Apoios pagos pelas empresas para cobrir os custos do teletrabalho (e que estão isentos de impostos e contribuições sociais). Ou uma clarificação na lei para definir que cabe aos empregadores assegurar os equipamentos e o pagamento dos custos inerentes ao trabalho à distância (como eletricidade e internet). E se tiver um acidente em casa? Na Áustria, não há dúvida que é acidente de trabalho. Com a chegada da pandemia, “muitos países procuraram encorajar” o recurso ao teletrabalho através de alterações, sobretudo temporárias, à lei, conclui a OCDE no mais recente “Employment Outlook”, divulgado esta quarta-feira. Mas uns foram mais longe do que outros na definição dos direitos e dos deveres de um lado e de outro.

A opção pelo teletrabalho generalizou-se no início da pandemia, com os países a adotarem diferentes estratégias. Países como Itália, Grécia ou Hungria deram ao empregador o poder de impor o teletrabalho “unilateralmente” durante a pandemia. Ao mesmo tempo, no caso específico de Itália e da Grécia, foi concedido o direito “temporário e incondicional” aos funcionários de aderirem àquele regime, caso o seu trabalho pudesse ser prestado à distância — em Espanha este direito era acessível a estudantes e vítimas de violência de género.

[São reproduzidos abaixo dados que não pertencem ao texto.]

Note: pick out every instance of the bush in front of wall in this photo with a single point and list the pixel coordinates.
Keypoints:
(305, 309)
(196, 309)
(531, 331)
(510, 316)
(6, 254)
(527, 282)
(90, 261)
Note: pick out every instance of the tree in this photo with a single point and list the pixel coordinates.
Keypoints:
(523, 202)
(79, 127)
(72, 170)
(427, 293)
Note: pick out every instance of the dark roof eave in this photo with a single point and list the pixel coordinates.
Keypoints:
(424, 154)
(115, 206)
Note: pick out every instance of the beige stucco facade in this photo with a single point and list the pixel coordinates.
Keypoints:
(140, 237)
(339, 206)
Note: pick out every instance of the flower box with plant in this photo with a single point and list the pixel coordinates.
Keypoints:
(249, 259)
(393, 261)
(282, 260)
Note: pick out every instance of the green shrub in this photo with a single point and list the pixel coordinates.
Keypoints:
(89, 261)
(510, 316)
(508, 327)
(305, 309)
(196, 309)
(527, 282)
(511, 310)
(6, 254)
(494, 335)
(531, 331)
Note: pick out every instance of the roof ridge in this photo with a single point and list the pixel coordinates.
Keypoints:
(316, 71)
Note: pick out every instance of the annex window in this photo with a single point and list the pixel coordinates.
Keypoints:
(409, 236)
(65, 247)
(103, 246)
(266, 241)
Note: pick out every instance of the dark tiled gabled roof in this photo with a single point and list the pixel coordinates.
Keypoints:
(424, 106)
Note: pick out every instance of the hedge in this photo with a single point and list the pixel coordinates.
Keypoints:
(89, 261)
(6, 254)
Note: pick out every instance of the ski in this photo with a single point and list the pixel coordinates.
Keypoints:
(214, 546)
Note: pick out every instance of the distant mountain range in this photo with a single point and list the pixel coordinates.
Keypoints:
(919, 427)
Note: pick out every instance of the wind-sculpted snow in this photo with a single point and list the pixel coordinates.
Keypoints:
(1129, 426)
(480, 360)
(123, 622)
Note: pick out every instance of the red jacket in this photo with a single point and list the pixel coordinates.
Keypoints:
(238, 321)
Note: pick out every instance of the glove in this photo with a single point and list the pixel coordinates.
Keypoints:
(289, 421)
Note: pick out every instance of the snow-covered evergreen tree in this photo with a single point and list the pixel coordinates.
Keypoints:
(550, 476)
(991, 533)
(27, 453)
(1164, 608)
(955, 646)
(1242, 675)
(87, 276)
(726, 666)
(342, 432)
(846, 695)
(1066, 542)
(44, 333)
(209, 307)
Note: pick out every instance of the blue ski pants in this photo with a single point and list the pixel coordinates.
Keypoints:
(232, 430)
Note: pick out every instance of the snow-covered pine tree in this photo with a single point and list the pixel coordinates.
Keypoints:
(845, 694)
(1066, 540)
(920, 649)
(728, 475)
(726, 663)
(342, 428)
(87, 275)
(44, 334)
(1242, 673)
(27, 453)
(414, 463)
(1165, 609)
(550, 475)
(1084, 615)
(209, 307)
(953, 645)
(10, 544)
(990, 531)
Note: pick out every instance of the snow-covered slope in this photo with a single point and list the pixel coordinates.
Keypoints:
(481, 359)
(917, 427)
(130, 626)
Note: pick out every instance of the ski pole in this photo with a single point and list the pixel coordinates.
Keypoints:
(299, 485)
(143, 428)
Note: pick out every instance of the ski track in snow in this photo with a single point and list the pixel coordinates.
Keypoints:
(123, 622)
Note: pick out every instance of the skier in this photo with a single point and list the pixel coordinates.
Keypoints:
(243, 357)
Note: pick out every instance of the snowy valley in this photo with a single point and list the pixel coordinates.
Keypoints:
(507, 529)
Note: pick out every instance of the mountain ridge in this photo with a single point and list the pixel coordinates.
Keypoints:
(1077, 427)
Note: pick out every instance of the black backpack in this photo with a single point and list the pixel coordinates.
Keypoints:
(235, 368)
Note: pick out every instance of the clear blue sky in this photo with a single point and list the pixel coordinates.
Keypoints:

Já Portugal, ao lado da Bélgica, foi mais longe e impôs o teletrabalho obrigatório para todas as funções que o permitem durante grande parte da pandemia mesmo sem acordo entre as partes (atualmente, é obrigatório apenas nos concelhos de maior risco e recomendado para os restantes). E se em países como a República Checa, México ou Suíça, o acesso ao teletrabalho é atirado “por completo” para os contratos individuais ou coletivos, noutros, como na Bélgica, França, Alemanha, Japão ou nos EUA, os trabalhadores não podem fazer essa exigência. Ou ainda que o façam, o empregador tem “motivos ilimitados” para recusar.

Obrigatório ou não, uma das questões que o teletrabalho mais tem levantado no último ano está relacionada com os custos: afinal, quem deve pagar o aumento das despesas com luz, internet ou água? No caso português, o Governo já empurrou para a negociação coletiva o cálculo dessas compensações, embora no Livro Verde sobre o Futuro do Trabalho defina que é preciso “afastar o acréscimo de custos do teletrabalho para os trabalhadores“. A lei, tal como está desde 2003, define que o empregador deve “assegurar as respetivas instalação e manutenção” dos instrumentos de trabalho (“respeitantes a tecnologias de informação e de comunicação”) e “o pagamento das inerentes despesas”. Quais despesas? A lei não refere. Vários partidos já avançaram com propostas para definir quem paga o quê, mas os projetos de lei estão ainda na Assembleia da República: baixaram à comissão sem votação.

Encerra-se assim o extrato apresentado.